Cavusoglu fustige les déclarations américaines sur le dossier des S-400

Le ministre turc des Affaires étrangères, Mevlut Cavusoglu est revenu sur la polémique soulevée par les dernières déclarations de responsables américaines sur d'éventuelles mesures de rétorsion envers la Turquie, si cette dernière venait à acquérir des S-400.

Le ministre turc des Affaires étrangères, Mevlut Cavusoglu, a fustigé les dernières déclarations des autorités américaines au sujet de l'achat, par la Turquie, d'un système de défense sol-air S-400 à la Russie.

Cavusoglu s'exprimait, mercredi, lors de l'inauguration d'un bureau de campagne de sa formation politique, le parti pour la Justice et le Développement (AK Parti), à Balikesir, dans le Nord-ouest de la Turquie.

Il est revenu sur la polémique soulevée par les dernières déclarations de responsables américains sur d'éventuelles mesures de rétorsion contre la Turquie, si cette dernière venait à acquérir des S-400.
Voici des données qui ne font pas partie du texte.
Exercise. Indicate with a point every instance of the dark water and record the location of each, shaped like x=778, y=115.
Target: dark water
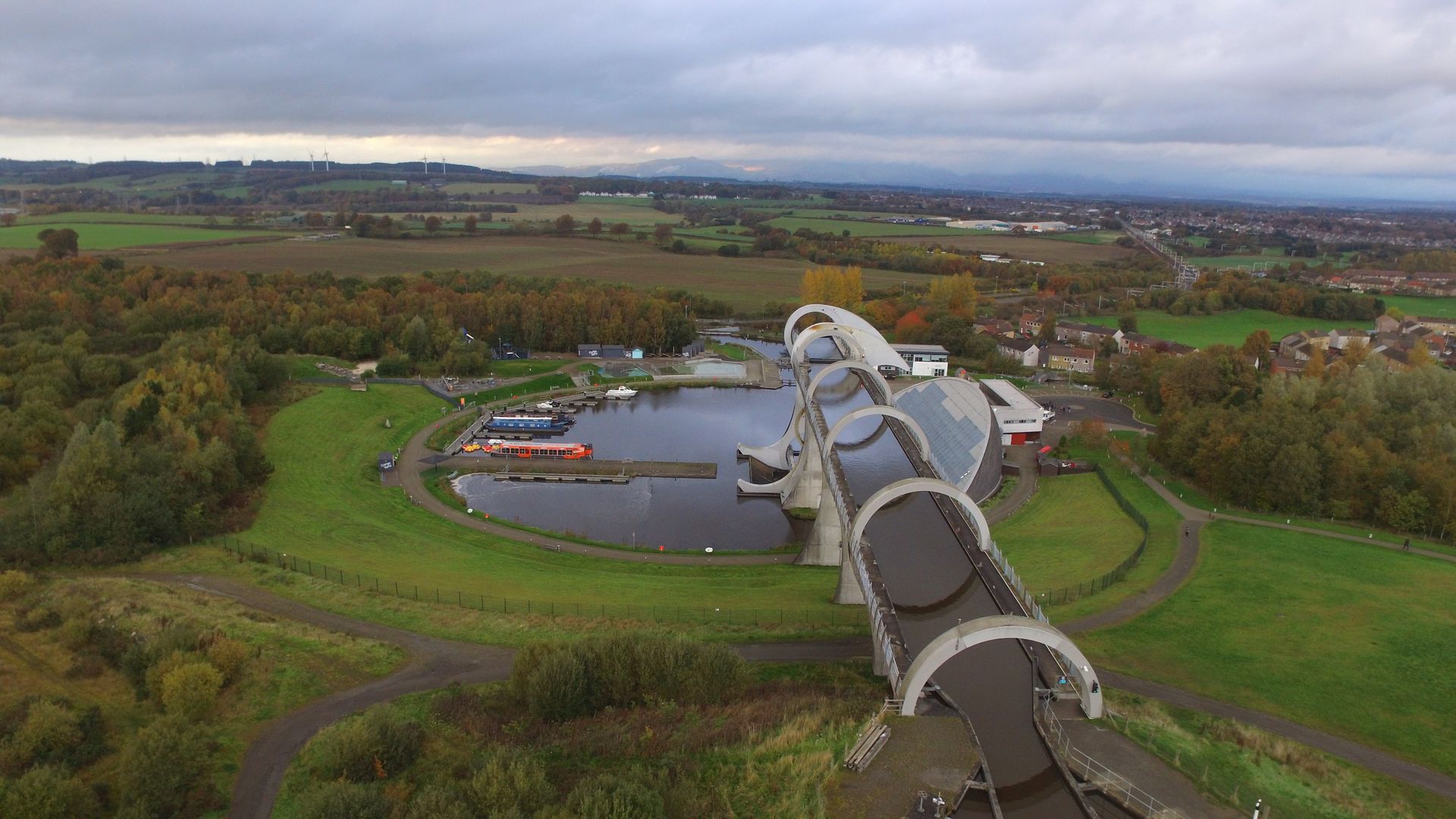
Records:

"Pendant des années, nous avons voulu en acheter à nos alliés et nous leur avons fait savoir notre intention. Parfois, nos alliées rechignaient à nous vendre des armes banales, mais depuis qu'on a acheté les S-400, ça a commencé à les déranger. Pourquoi cela vous dérange t-il ? Si actuellement nous sommes des alliés au sein de l'OTAN (Organisation du traité de l'Atlantique nord) et si nous devons être davantage solidaire, alors, lorsque la Turquie en fait la demande, tu dois lui vendre. Si tu ne le fais pas, dans ce cas, tu ne dois pas intervenir si la Turquie se fournit dans un autre pays ou un pays hors OTAN", a-t-il lancé.

Sur ce point, le chef de la diplomatie turque a souligné le fait que seule la position du président américain, Donald Trump, est à prendre en considération dans ce dossier et qu'elle est bien connue.

Concernant les derniers développements en Syrie, Cavusoglu, a insisté sur le travail de terrain réalisé par la Turquie afin qu'on puisse se diriger vers une solution.

"Le seul pays qui, de manière sincère, s'active pour rendre durable le cessez-le-feu, préserver l'intégrité territoriale de la Syrie et mettre en place une commission constitutionnelle, c'est la Turque", a-t-il assuré.